A Clinical Study Evaluating the Safety and Efficacy of GT801 Injection in Adult Patients With Relapsed/Refractory CD19-positive B-cell Hematologic Malignancies and Autoimmune Hemolytic Anemia
The goal of this clinical study is to evaluate the safety and efficacy of GT801 injection in adult patients with relapsed/refractory CD19-positive B-cell hematologic malignancies and autoimmune hemolytic anemia.

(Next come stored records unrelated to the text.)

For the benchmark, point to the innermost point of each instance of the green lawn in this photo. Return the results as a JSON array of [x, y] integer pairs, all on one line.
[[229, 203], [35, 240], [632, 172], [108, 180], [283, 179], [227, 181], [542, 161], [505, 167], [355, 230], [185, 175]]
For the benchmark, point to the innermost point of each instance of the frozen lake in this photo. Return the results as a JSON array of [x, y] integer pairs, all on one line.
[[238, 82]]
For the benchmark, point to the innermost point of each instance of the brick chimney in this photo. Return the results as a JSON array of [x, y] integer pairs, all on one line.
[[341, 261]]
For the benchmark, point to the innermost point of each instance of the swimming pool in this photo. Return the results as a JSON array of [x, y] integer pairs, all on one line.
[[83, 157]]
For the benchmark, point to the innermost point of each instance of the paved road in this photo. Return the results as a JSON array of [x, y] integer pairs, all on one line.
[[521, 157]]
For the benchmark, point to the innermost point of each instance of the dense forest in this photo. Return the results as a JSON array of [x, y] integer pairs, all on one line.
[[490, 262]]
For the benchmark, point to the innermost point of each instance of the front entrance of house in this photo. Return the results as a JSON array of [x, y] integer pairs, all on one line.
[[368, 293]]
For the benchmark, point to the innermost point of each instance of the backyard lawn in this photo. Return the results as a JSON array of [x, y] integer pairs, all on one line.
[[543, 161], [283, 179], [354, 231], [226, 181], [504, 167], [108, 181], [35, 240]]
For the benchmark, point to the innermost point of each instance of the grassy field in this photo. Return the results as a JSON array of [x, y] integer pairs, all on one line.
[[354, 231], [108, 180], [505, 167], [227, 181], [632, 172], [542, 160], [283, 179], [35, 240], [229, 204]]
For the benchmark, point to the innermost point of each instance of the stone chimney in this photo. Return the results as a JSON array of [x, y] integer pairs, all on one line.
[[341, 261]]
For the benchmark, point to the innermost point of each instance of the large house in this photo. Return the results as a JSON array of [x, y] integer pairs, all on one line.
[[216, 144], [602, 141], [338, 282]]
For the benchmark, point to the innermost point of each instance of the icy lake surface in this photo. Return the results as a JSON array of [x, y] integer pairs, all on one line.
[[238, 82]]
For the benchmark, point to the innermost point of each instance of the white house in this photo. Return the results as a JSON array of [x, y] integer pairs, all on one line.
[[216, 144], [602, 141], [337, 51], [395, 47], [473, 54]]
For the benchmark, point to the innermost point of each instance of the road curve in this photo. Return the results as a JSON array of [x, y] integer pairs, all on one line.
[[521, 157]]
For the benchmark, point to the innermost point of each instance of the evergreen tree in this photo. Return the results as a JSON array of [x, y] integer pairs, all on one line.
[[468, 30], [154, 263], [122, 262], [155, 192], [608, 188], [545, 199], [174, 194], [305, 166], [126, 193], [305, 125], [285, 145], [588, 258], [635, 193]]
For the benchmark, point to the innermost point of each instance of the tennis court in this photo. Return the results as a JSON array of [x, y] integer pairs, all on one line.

Interim analysis conducted when 2 patients complete primary endpoint measurement.
• Aged 18 to 75 years (inclusive), male or female;
• Participants with refractory or relapsed acute B-cell lymphoblastic leukemia (B-ALL), Chronic Lymphocytic Leukemia (CLL), B-cell Non-Hodgkin's Lymphoma (B-NHL) confirmed by the WHO 2016 Classification, or Autoimmune Hemolytic Anemia (AIHA) diagnosed in accordance with international consensus;
• Disease progression or recurrence after at least second-line drug treatment;
• CD19 positivity confirmed by flow cytometry and/or histopathology (excluding autoimmune hemolytic anemia);
• Eastern Cooperative Oncology Group (ECOG) performance status score of 0-1(excluding autoimmune hemolytic anemia);
• Expected survival period \> 12 weeks
• For participants with hematological malignancies, the following requirements must be met:
⁃ For any prior systemic therapy (excluding immune checkpoint inhibitors), an interval of at least 2 weeks or 5 half-lives (whichever is shorter) must have elapsed between the last dose of such therapy and the planned initiation of study treatment.
⁃ For any prior treatment with immune checkpoint inhibitors (e.g., anti-PD-1/PD-L1 monoclonal antibodies such as pembrolizumab, OX40 agonists, 4-1BB agonists, etc.), an interval of at least 3 half-lives or 28 days (whichever is shorter) must have elapsed between the last dose of such treatment and the planned initiation of study treatment.
⁃ • For participants with autoimmune hemolytic anemia (AIHA), the following requirements must be met: The total course of glucocorticoid therapy shall be no less than 3 months (except for those who are unable to tolerate due to severe infection, fracture, etc.); Rituximab (100 mg or 375 mg/m²) shall be administered for at least 4 times, with hemoglobin (HB) remaining below 100 g/L at 12 weeks after the first dose; or rituximab (1000 mg per administration) shall be administered for at least 2 times, with hemoglobin (HB) remaining below 100 g/L at 12 weeks after the first dose; oral administration of any one of the following drugs including mycophenolate mofetil, cyclosporine, azathioprine, cyclophosphamide, etc., shall last for at least 4 months or be discontinued due to intolerance; or intravenous therapy with fludarabine or cyclophosphamide injection shall be administered for at least 2 cycles; or subcutaneous injection of bortezomib shall be administered for at least 4 times.